Understanding how users perceive the categorisation of insurance products.
Analysing how users search for specific products, policies, and offers.
Testing the usability of calculator shortcuts and quick action features.
Evaluating alternative versions of the homepage.
A prototype, a rollout pushed further down the road, and a client team that wanted to be part of the process — these conditions made the choice almost pick itself: RITE (Rapid Iterative Testing and Evaluation).
RITE shortens the path from observation to fix, but it comes with a pitfall: changes made mid-study make it harder to compare what each participant actually experienced. To keep those decisions deliberate rather than reflexive, we sorted observations into categories — what gets fixed right away, what goes into a queue outside the study timeline, what we keep observing, and what stems from external context and may not require a prototype change at all. Every change was documented and tied to the session from which it went live. Decisions were made together, during team debriefs.
RITE research formula
Sample
9 insurance agents. Too few for statistical testing, more than you’d use for pure exploration — but about right for RITE. You give up sample size and get density of observations per participant, plus the ability to check whether each fix actually solves the problem. Recruitment criteria were set jointly with the client.
Pilot session
Before the first participant came in, we ran the full scenario end to end as a dry run. That let us adjust the order of tasks, rephrase a few probing questions, and iron out the logistics of running it online — screen sharing, splitting the moderator and observer roles.
With clearly defined research goals and access to a working prototype, I prepared a usability test script that standardised the flow of sessions with participants.
Sample tasks and probing questions
Task 1
“A client comes to your office wanting to buy life insurance for themselves and their family. Using the portal, present an offer tailored to their needs.”
Follow-up questions
Task 2
“You receive a phone call from your regional manager informing you that some clients are behind on their policy payments. Try to resolve this issue.”
Follow-up questions
During the project, I served as both moderator and observer of the research sessions. We documented observations on a FigJam interactive whiteboard, and conducted sessions remotely using MS Teams.
One of the research sessions moderated by the author
Observation space on the FigJam interactive whiteboard
Debriefs were the core of the process. We met every 2–4 sessions — or after just one, if something called for a quick decision. Together we walked through the script: what each of us noticed, what it meant, what to do about it.

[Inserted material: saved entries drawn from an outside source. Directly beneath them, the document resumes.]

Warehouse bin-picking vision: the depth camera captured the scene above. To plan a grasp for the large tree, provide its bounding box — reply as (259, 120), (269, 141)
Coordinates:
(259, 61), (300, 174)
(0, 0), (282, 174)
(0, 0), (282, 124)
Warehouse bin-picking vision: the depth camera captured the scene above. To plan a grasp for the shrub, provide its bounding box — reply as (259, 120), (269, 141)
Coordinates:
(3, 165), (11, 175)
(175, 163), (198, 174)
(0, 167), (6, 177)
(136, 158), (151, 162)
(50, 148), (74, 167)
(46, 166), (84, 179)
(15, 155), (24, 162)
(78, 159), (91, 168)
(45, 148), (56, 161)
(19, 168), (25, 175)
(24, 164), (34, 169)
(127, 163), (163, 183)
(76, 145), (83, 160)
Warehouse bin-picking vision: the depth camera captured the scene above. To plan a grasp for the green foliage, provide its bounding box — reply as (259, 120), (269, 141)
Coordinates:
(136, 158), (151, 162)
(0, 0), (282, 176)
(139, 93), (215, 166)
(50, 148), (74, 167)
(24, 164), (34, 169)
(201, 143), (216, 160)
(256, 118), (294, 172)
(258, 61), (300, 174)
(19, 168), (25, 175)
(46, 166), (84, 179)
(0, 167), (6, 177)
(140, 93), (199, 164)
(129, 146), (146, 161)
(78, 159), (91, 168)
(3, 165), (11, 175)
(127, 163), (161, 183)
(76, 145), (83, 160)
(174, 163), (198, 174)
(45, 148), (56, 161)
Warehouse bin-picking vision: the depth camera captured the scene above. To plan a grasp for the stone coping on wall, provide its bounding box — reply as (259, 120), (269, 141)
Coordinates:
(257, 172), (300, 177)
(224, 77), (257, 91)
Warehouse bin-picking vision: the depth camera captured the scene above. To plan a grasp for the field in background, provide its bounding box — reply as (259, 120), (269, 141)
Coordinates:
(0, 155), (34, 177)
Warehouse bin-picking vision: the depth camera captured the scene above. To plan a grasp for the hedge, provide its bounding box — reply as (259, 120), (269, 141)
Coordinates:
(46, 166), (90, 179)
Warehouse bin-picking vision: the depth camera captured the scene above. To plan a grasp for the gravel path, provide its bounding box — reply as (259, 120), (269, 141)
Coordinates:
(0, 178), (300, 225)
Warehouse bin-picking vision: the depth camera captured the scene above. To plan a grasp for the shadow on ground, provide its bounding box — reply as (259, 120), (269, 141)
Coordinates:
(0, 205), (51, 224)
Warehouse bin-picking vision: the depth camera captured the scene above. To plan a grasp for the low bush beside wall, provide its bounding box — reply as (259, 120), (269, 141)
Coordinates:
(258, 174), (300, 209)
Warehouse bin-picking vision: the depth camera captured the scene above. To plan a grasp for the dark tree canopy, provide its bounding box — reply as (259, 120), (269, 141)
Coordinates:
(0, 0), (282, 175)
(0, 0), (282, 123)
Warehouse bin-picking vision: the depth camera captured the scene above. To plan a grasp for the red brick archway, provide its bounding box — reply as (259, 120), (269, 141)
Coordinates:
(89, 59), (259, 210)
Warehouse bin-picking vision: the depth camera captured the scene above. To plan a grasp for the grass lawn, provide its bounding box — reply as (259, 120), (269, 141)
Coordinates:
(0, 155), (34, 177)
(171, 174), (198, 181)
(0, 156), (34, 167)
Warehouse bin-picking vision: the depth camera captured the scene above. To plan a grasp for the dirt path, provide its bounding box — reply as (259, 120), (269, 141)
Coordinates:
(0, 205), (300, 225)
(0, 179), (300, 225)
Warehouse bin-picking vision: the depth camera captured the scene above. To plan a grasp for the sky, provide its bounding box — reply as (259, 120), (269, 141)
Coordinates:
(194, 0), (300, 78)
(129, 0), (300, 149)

Observations lived on FigJam — one sticky per note, each caught by a team member during the session or on replay afterward. By the end of the study there were around 700 of them. At debriefs we first grouped them bottom-up, looking for what repeated, and then mapped them against research goals G01–G05. Observations that landed in more than one category were the strongest signals for us.
After each debrief we documented the decisions — including smaller changes made between sessions. That gave us a change log we could reach for at any point, so we always knew where a given solution came from.
Categorization of observations including themes and minor threads
Sample summary of a debriefing session
Around 50 changes made it into the product — from naming and microcopy tweaks, through reconfiguring elements on specific screens, all the way to picking one of the tested homepage versions. After each round of sessions the prototype walked into the client meeting not as a list of problems, but as a list of decisions to make.
Out of five original research goals, we answered four. The fifth — the architecture of product categories — turned out to run deeper than we’d assumed. Rather than force a rushed answer, we made it the starting point for a separate recommendation.
RITE is a completely different working rhythm than two classic testing rounds. After research sessions, we met with the client almost immediately to discuss observations and plan iterations. Fixes made it into the prototype before the next test. That intensity demanded fast decision-making, but it offered something the traditional model doesn't: the ability to verify a fix with the very next participant.
An equally important lesson was managing the client relationship. Involving the UNIQA team in the process – inviting them to sessions, running joint debriefs, preparing materials on observation best practices – built trust and shared ownership of the results. At the same time, I learned that taking care of a client isn't just keeping them in the loop, but also setting clear boundaries: for instance, on when a prototype change is ready for testing and when it needs more work.
I would propose running card sorting before the usability tests. One of the key findings was that agents disagreed on how insurance products should be categorised – a problem that usability testing can reveal but not solve. Had we investigated the information architecture earlier, we could have spent the sessions testing interactions rather than discovering that the content structure itself needed rethinking.